Figures
Abstract
Antiretroviral (ARV) drug use was analyzed in HIV-uninfected women in an observational cohort study conducted in 10 urban and periurban communities in the United States with high rates of poverty and HIV infection. Plasma samples collected in 2009–2010 were tested for the presence of 16 ARV drugs. ARV drugs were detected in samples from 39 (2%) of 1,806 participants: 27/181 (15%) in Baltimore, MD and 12/179 (7%) in Bronx, NY. The ARV drugs detected included different combinations of non-nucleoside reverse transcriptase inhibitors and protease inhibitors (1–4 drugs/sample). These data were analyzed in the context of self-reported data on ARV drug use. None of the 39 women who had ARV drugs detected reported ARV drug use at any study visit. Further research is needed to evaluate ARV drug use by HIV-uninfected individuals.

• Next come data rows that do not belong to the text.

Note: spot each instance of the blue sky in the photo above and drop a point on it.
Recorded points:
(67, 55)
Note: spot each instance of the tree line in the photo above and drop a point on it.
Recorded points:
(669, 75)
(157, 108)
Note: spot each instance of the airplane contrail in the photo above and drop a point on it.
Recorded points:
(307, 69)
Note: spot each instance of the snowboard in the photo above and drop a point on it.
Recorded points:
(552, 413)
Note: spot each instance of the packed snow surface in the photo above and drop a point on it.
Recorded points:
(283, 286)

Citation: Chen I, Clarke W, Ou S-S, Marzinke MA, Breaud A, Emel LM, et al. (2015) Antiretroviral Drug Use in a Cohort of HIV-Uninfected Women in the United States: HIV Prevention Trials Network 064. PLoS ONE 10(10): e0140074. https://doi.org/10.1371/journal.pone.0140074
Editor: Nicolas Sluis-Cremer, University of Pittsburgh, UNITED STATES
Received: July 13, 2015; Accepted: September 21, 2015; Published: October 7, 2015
Copyright: © 2015 Chen et al. This is an open access article distributed under the terms of the Creative Commons Attribution License, which permits unrestricted use, distribution, and reproduction in any medium, provided the original author and source are credited
Data Availability: All relevant data are within the paper.
Funding: This work was supported by the HIV Prevention Trials Network (HPTN, UM1-AI068613). The HPTN is funded by the National Institute of Allergy and Infectious Diseases; National Institute of Drug Abuse; National Institute of Mental Health; Office of AIDS Research, National Institutes of Health; and Department of Health and Human Services.

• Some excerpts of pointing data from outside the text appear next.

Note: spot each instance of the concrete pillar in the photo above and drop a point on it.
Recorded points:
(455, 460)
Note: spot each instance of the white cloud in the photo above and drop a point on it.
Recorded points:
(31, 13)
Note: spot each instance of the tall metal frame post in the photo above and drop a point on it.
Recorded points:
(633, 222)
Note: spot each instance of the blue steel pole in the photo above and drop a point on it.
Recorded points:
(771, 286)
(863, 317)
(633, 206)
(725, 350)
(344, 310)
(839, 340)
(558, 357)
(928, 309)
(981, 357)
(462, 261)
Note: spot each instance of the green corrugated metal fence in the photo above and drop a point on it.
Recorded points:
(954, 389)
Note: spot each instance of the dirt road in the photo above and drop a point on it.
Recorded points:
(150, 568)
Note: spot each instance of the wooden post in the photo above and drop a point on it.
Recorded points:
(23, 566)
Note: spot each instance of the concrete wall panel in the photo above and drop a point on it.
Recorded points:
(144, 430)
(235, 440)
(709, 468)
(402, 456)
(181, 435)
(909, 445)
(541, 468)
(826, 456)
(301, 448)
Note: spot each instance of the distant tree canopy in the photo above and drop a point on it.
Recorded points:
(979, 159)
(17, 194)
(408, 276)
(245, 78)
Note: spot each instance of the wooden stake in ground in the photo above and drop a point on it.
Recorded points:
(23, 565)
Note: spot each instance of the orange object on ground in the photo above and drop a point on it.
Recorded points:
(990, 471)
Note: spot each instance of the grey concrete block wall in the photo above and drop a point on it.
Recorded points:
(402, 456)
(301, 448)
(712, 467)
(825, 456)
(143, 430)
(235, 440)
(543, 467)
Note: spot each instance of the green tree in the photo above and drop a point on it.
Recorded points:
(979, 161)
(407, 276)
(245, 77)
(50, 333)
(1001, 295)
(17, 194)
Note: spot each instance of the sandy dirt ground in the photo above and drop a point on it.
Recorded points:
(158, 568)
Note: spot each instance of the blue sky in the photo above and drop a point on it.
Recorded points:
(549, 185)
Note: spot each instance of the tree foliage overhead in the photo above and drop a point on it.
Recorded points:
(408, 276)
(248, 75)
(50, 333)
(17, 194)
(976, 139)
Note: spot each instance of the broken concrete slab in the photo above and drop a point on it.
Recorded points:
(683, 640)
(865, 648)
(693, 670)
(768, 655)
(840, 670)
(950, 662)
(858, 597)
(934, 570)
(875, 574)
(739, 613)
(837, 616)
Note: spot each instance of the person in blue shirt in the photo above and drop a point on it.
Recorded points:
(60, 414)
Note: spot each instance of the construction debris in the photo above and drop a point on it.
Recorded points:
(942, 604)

Competing interests: The authors have declared that no competing interests exist, with the following exceptions: Dr. Clarke receives research support from Thermo Fisher Scientific, including monetary support, instrument placement, and reagents. Dr. Clarke also acts as a consultant for Thermo Fisher Scientific. Dr. Hodder is a consultant for Bristol-Myers Squibb, Gilead Sciences, Janssen Pharmaceuticals, and Viiv Healthcare and has received research support from Gilead Sciences, Janssen Pharmaceuticals, and Viiv Healthcare. Dr. Hodder’s spouse has ownership interest (stock options) in Merck and Co. The companies mentioned did not have any involvement in this study. This does not alter the authors' adherence to PLOS ONE policies on sharing data and materials.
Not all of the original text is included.